Indeed, in recent years the Ukranian nature of this Eastern Rite church, together with the Slavic and Eastern nature of the second major Eastern Rite Catholic Church in the United States, the Byzantine Catholic Church (sometimes called the Ruthenian Greek Catholic Church) have increased.  In the late 19th Century the Church in the United States had a Latinization policy in an attempt to unite all Catholics in North America more fully under the belief that this would help incorporate Catholics into society more ably, but this has been reversed.  At the present time the Catholic Church has sought to preserve the Eastern Rites wherever possible and this has lead to a de-Latinization process and a revival of practices that never diminished in Europe.




Sunday, August 13, 2017

St.
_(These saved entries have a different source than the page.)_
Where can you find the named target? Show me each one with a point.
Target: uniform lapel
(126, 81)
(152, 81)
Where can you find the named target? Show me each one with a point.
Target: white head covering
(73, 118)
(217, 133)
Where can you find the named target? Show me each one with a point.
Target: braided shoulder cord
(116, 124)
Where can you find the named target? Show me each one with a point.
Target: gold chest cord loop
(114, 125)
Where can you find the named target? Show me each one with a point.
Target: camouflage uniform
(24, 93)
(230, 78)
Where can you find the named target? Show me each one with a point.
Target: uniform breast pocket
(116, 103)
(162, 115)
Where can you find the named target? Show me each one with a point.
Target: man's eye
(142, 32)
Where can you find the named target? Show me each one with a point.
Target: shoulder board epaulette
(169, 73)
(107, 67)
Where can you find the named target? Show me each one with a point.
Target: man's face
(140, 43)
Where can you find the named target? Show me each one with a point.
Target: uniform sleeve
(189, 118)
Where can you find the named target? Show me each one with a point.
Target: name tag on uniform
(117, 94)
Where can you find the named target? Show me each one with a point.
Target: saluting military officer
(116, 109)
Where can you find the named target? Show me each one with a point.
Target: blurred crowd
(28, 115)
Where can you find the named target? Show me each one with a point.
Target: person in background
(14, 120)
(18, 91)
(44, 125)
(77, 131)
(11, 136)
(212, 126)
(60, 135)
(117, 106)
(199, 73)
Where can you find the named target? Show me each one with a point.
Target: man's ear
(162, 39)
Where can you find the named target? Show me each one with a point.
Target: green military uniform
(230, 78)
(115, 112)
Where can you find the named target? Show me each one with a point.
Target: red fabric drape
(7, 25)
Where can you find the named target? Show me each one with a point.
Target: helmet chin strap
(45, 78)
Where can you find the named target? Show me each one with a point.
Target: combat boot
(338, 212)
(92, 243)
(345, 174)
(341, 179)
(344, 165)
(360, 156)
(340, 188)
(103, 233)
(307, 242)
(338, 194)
Peter Canisius Catholic Church, Grassy Butte, North Dakota


This Prairie Gothic Catholic Church in tiny Grassy Butte, North Dakota, is closed, a victim of the declining fortunes of small farming towns in the West and Midwest.  The church was quite active until the fortunes of the town changed and services were switched to another local building that had more modern amenities.  In 2007 the Diocese of Bismarck, North Dakota, sold the church and its obviously fairly well maintained, although I don't know what its current use is.


The name of the church reflects the German heritage of the town, as St. Peter Canisius was a Dutch Jesuit who was active and successful in countering the Reformation in Germany.

Wednesday, August 9, 2017

First Lutheran Church, Watford City, North Dakota.



This Gothic style church is the First Lutheran Church in Watford City, North Dakota. The church was originally built in 1915, expanded in 1939, but destroyed in a fire in 1945.  The church was rebuilt in 1950.